L'ECLIPSE DE SOLEIL,
UN SOMPTUEUX SPECTACLE ROMANTIQUE

par Michèle,
enseignante à la Sorbonne


les yeux dans les cieux

    Rappelez-vous... C'était le 11 août dernier, et où que vous soyez, pendant quelques instants, votre coeur a cessé de battre. Oui, même vous, ouvriers des égoûts, conducteurs de métros souterrains, ou tout simplement non-voyants, vous avez sorti de leur gaine vos petites lunettes estampillées CE, vous les avez fièrement placées sur votre nez ou votre truffe, vous avez levé les yeux au ciel ou au plafond, et vous saviez que ce simple geste prouvait alors que vous étiez quelqu'un de bien.
    Qui perchés sur le balcon, qui les oreilles et le bout de la frimousse hors du terrier, qui à la fenêtre de la Sorbonne, nous avons regardé ce fabuleux spectacle (qui ne reviendra que dans 81 ans !) Au moment où le soleil a disparu derrière la lune et les nuages, un murmure de stupéfaction a recouvert le bruit de la circulation et mes bruits de mastication, car c'était l'heure du repas.

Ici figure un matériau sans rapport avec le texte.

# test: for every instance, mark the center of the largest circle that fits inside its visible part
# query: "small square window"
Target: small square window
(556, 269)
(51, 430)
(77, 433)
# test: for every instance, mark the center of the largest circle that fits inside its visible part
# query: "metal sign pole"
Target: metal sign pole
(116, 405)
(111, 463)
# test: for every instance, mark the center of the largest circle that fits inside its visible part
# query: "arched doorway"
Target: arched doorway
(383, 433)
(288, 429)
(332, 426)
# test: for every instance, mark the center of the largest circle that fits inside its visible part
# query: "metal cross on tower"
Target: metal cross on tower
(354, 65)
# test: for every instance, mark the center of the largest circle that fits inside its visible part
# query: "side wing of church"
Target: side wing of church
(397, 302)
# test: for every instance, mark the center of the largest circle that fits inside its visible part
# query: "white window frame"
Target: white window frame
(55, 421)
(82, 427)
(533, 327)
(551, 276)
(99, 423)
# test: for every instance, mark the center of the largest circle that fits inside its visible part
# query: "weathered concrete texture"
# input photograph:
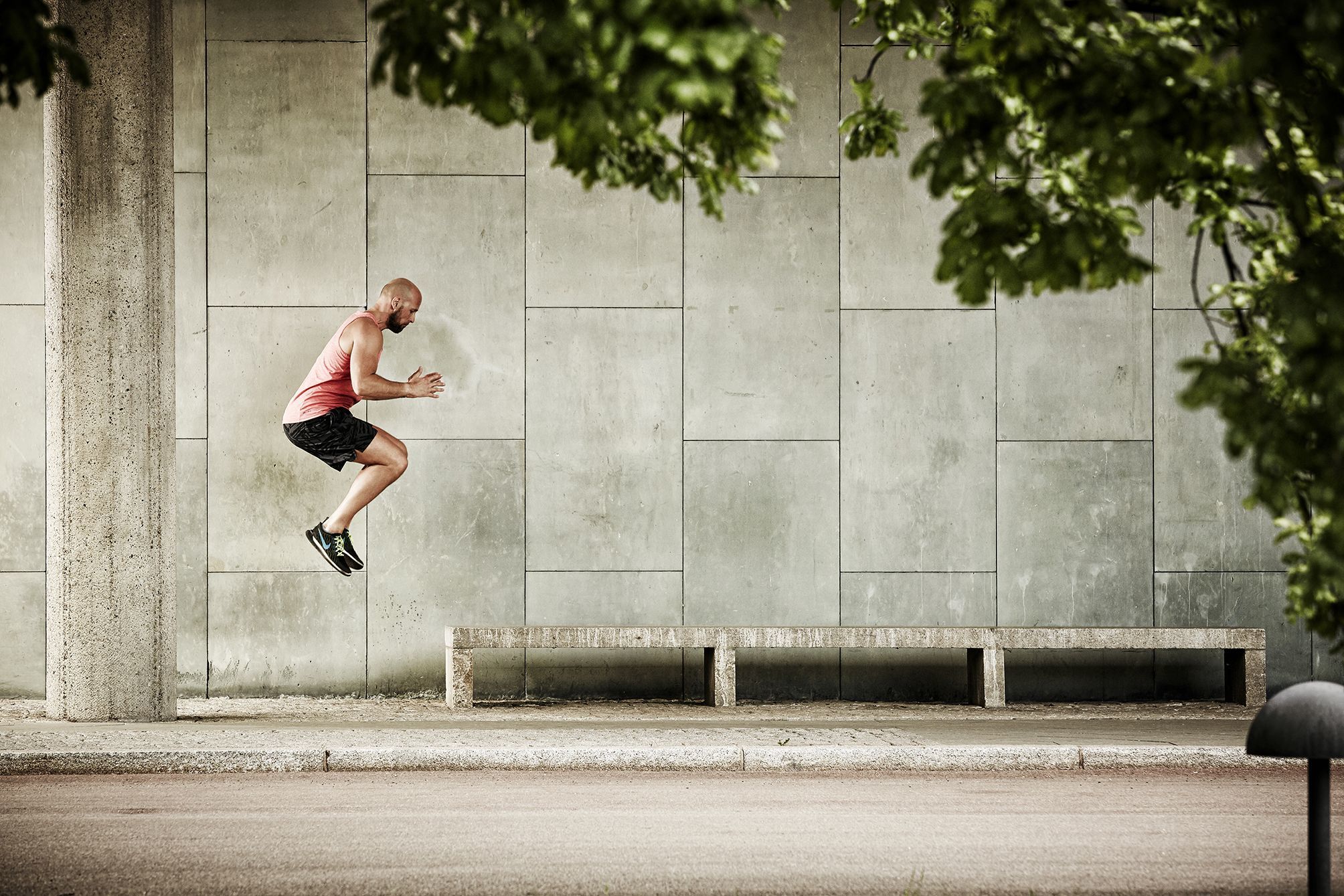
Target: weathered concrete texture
(1076, 533)
(917, 412)
(762, 547)
(1076, 549)
(1228, 600)
(604, 598)
(89, 762)
(22, 464)
(286, 172)
(811, 68)
(408, 137)
(1325, 665)
(1076, 366)
(890, 226)
(189, 85)
(861, 35)
(1173, 253)
(445, 547)
(286, 633)
(920, 600)
(262, 490)
(538, 758)
(109, 266)
(761, 317)
(460, 240)
(762, 533)
(191, 567)
(1061, 758)
(190, 286)
(308, 21)
(23, 602)
(21, 213)
(598, 248)
(1201, 523)
(604, 449)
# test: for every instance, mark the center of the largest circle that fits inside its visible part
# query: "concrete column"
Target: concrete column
(110, 504)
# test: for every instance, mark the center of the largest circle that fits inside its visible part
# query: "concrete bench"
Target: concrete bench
(1244, 649)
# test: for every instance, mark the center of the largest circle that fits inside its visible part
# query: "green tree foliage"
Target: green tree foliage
(1054, 121)
(598, 78)
(1232, 108)
(34, 50)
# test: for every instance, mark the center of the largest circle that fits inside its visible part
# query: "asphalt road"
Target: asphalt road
(656, 833)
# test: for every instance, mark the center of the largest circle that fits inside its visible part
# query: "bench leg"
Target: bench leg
(985, 676)
(458, 679)
(1244, 677)
(721, 677)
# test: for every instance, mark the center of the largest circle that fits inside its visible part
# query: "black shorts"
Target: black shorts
(333, 437)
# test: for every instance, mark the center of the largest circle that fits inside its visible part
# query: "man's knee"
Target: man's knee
(400, 460)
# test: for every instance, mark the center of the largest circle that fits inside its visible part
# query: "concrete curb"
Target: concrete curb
(537, 759)
(693, 759)
(118, 762)
(910, 758)
(1195, 758)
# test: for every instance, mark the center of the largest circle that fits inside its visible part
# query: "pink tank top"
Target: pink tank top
(327, 386)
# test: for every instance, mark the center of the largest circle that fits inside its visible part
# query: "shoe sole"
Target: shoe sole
(312, 541)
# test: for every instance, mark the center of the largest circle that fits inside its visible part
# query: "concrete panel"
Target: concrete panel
(191, 567)
(605, 598)
(460, 240)
(1201, 523)
(1076, 533)
(762, 533)
(286, 173)
(23, 632)
(916, 600)
(286, 633)
(890, 226)
(308, 21)
(1076, 366)
(1214, 600)
(861, 35)
(22, 242)
(408, 137)
(761, 317)
(917, 412)
(1173, 253)
(189, 85)
(446, 549)
(811, 68)
(264, 492)
(598, 248)
(190, 302)
(23, 466)
(1325, 665)
(604, 448)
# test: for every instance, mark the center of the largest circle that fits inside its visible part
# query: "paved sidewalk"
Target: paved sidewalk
(307, 734)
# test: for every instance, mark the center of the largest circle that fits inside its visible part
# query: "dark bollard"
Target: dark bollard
(1307, 721)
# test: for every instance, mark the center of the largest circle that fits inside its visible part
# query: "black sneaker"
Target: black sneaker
(351, 558)
(332, 547)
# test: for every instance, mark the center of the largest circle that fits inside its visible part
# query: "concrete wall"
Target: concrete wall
(656, 418)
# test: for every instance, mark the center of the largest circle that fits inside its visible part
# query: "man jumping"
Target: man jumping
(317, 420)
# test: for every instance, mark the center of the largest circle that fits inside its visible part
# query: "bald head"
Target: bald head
(398, 300)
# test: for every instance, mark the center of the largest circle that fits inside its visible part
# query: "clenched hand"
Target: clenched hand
(425, 385)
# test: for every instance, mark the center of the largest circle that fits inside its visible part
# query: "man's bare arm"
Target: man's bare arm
(367, 343)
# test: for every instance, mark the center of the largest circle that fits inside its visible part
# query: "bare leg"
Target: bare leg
(385, 461)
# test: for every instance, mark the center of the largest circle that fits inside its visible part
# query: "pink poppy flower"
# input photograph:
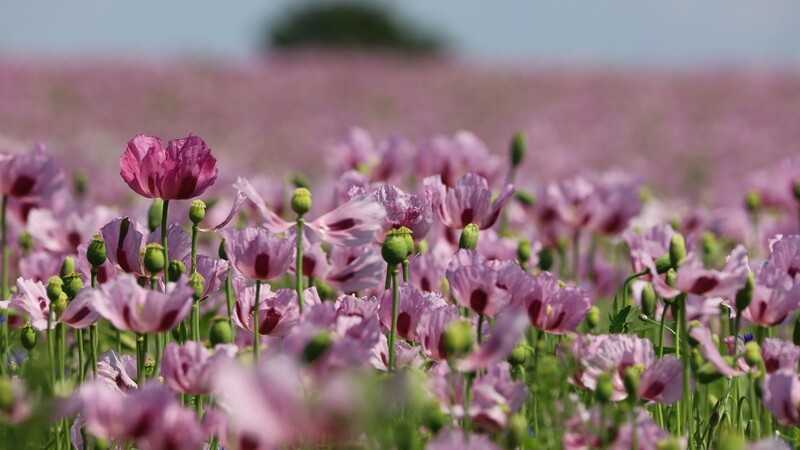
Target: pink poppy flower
(131, 307)
(468, 201)
(31, 176)
(785, 253)
(431, 330)
(351, 224)
(406, 210)
(188, 368)
(473, 283)
(780, 392)
(552, 308)
(779, 354)
(258, 254)
(184, 170)
(776, 295)
(693, 278)
(412, 305)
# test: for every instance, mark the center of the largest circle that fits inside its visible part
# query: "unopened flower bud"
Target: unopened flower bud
(648, 300)
(752, 353)
(752, 201)
(301, 201)
(68, 266)
(223, 255)
(28, 337)
(517, 149)
(154, 258)
(55, 287)
(545, 259)
(96, 252)
(316, 347)
(458, 338)
(221, 332)
(593, 317)
(154, 214)
(72, 284)
(26, 241)
(525, 198)
(677, 250)
(176, 269)
(197, 282)
(197, 211)
(524, 250)
(469, 237)
(395, 248)
(605, 388)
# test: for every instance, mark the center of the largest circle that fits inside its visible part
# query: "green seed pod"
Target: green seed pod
(745, 294)
(395, 248)
(524, 250)
(198, 283)
(677, 250)
(221, 332)
(525, 198)
(648, 300)
(72, 284)
(223, 255)
(68, 266)
(752, 201)
(96, 252)
(469, 237)
(752, 353)
(176, 269)
(154, 258)
(301, 201)
(55, 287)
(197, 211)
(545, 259)
(605, 388)
(517, 149)
(26, 241)
(28, 337)
(316, 347)
(458, 338)
(154, 214)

Puis, la lune redécouvrant l'astre solaire (comme disait déjà le poète), la foule massée au pied du Sacré-Coeur hurla et applaudit à tout rompre, en se promettant de remettre bientôt ça.

poésie et mémoire

    "Le soleil a rendez-vous avec la lune" écrivait déjà Monsieur Maxime de la Rochefoucauld. Et comme il avait raison ! Quant à nous, petits lapins orphelins du siècle, qui avons survécu aux horreurs nazis et gastronomiques, en cette fin de millénaire marqué par tant de joies et de pleurs, nous nous écrions, comme en toute grande occasion : plus jamais ça ! (ou alors de temps en temps à la rigueur, mais faut voir)

le spectacle de la nature

    Nous avons pu voir des spectacles inouïs à cette occasion. Scène de liesse, de délire bon enfant, de joies anthropologique et cuniculaire. Des inconnus de l'instant d'avant tombaient dans les bras l'un de l'autre : sous leurs lunettes estampillées CE, ils s'étaient pris pour les mari et femme respectifs. À Noyon, on signalait la présence de plusieurs ministres venus prévenir par leur présence les éventuelles scènes de panique. Seul un chat se jetta sous les roues d'une voiture, faute d'avoir reconnu à temps Mme Buffet. Un de moins. À Rouen, par un mouvement spontané de la foule des vacanciers, on traîna de force un borgne à une consultation ophtalmologique. La sympathique populace brâmait sa certitude que l'infirme était la première victime du phénomène. "C'est sa faute, bien fait pour lui" étaient les cris qu'on entendait revenir, dans une ambiance de défilé CGT du Premier Mai. La police réussit à grand peine à calmer les centaines de Parisiens en goguette qui hurlaient devant l'officine du spécialiste des yeux qu'il fallait "jeter à la Seine" ce "type grotesque" qui n'avait "même pas les lunettes, mais juste un monocle estampillé CE".

solidarités au quotidien

    Merveille de la solidarité : à Chantilly, ces Français, qu'on prétend toujours grognons et individualistes, avaient été par dizaines jusqu'à placer de force une quarantaine de paires de lunettes estampillées CE sur le nez d'un inconnu qui marchait les yeux au sol, le dos tourné au majestueux ballet cosmique. Celui-ci devait déclarer par la suite qu'il "n'en [avait] rien à carrer de ces foutues conneries" (sic). Au service psychiatrique de l'Hôtel-Dieu, où les forces de l'ordre l'ont transporté malgré ses gesticulations de forcené, on assure que son état est stationnaire.
    Oui, ce jour-là, nous avons retrouvé les plus belles heures de la Coupe du Monde de football. Il nous semblait revivre ces moments intenses, où même les lapins criaient : "Vas-y Platini, tu les auras !" Il faut dire qu'après l'éclipse, Empoteuf et moi on s'est reprojeté la cassette des "meilleurs buts du Mundial", chez Antenne 2 productions (25 francs d'occasion). Puis on est allé croquer un sandwich merguez-frites, devant un grand verre d'eau du robinet. Voilà des journées émotionnelles, et romantiques de surcoît, comme on aimerait en voir plus, n'en déplaise aux esprits chagrins.